“Bite-Size Bits of Local, National, and Global History”
“Bite-Size Bits of Local, National, and Global History”
South Boston in Halifax County, Virginia — The American South (Mid-Atlantic)

Mizpah Presbyterian Church

South Boston, Virginia

— Halifax County —

Mizpah Presbyterian Church Marker image. Click for full size.
Photographed By Devry Becker Jones (CC0), September 4, 2021
1. Mizpah Presbyterian Church Marker
Many churches in the second half of the 19th century and early part of the 20th century helped fill African Americans' need for schooling. Frequently, a church would raise funds to build a school, with county governments occasionally offering some financial assistance. Parents donated much of the building labor and materials, and were also largely responsible for land and building maintenance once the school was built. The Mizpah Church, founded in 1890, is an example of such a collaboration.

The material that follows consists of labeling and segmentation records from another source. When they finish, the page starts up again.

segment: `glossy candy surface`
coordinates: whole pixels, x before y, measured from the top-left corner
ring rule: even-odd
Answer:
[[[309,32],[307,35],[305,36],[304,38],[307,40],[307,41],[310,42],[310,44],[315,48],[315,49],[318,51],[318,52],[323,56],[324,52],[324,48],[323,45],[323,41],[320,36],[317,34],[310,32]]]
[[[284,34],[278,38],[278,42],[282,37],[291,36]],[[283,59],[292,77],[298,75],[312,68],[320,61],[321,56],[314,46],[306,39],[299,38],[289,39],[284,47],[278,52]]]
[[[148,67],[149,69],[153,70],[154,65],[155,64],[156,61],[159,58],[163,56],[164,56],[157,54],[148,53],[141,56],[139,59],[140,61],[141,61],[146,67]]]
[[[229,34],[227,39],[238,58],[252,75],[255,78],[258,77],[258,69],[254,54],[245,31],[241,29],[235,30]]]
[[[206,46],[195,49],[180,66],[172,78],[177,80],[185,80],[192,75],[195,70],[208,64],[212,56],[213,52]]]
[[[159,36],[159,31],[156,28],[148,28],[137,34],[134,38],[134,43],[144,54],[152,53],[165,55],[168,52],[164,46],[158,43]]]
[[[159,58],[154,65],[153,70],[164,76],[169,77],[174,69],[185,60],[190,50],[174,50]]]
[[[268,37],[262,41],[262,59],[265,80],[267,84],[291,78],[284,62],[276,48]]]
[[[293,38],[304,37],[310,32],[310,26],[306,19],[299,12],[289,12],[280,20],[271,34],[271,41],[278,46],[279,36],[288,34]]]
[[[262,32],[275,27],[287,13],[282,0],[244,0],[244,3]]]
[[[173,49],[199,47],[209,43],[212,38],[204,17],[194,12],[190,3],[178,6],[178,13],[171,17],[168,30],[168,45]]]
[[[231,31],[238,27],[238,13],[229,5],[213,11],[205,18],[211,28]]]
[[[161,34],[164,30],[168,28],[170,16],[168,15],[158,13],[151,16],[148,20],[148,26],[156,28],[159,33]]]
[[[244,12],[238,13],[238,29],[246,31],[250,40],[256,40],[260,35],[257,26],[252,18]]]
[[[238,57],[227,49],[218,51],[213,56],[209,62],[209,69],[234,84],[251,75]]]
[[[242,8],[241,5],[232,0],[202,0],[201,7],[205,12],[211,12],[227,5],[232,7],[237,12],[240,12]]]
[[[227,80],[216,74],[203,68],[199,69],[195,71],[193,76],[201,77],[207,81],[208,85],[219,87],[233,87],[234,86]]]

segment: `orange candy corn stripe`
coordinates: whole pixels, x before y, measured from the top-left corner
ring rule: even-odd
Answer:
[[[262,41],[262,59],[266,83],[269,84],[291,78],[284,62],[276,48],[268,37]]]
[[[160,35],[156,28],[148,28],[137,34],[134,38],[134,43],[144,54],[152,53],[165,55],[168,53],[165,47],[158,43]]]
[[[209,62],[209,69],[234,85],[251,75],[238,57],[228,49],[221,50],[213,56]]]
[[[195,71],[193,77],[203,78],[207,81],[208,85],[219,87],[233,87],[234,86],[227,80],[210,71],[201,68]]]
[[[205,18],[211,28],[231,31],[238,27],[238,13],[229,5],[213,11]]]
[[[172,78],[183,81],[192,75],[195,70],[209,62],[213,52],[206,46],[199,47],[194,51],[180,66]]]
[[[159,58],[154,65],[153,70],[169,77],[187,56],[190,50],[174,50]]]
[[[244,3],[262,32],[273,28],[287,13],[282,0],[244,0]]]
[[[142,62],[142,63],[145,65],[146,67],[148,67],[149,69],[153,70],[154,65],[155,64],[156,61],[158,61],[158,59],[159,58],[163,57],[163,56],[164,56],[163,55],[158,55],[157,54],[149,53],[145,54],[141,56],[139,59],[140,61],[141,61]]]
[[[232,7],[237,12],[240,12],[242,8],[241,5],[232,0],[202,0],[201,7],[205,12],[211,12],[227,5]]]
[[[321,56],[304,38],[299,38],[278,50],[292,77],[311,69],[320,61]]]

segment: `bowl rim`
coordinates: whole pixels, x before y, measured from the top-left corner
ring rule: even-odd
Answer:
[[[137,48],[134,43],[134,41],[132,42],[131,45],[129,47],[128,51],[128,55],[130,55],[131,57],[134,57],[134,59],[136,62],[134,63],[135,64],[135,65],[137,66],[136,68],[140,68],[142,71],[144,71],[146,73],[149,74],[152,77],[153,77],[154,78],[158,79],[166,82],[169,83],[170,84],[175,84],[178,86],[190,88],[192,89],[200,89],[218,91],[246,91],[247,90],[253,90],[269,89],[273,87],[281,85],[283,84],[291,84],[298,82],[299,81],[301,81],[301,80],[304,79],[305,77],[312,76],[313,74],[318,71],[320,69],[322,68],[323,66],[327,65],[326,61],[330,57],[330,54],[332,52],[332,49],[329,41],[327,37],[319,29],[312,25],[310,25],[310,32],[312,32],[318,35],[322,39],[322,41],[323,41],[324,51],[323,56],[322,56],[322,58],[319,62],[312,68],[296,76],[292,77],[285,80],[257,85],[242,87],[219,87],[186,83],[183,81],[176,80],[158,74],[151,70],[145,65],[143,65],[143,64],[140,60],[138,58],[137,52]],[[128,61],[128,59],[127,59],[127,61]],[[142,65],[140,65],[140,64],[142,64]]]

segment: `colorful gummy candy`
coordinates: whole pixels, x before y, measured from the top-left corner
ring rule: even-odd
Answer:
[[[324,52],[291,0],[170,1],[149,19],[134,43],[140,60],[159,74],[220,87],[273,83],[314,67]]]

In 1901 the Mizpah School was constructed on the land where the church still stands. The school served local Black children in grades 1-7. The school's teachers were poorly paid, often living with students' parents and moving from one family to another. For their board, they were expected to keep up the maintenance of the school building by sweeping, applying oil to the floors to keep the dust down, shoveling coal or putting wood in the stove, and simultaneously supervising the children. The teachers were, however, highly respected in the South Boston community and looked to for leadership.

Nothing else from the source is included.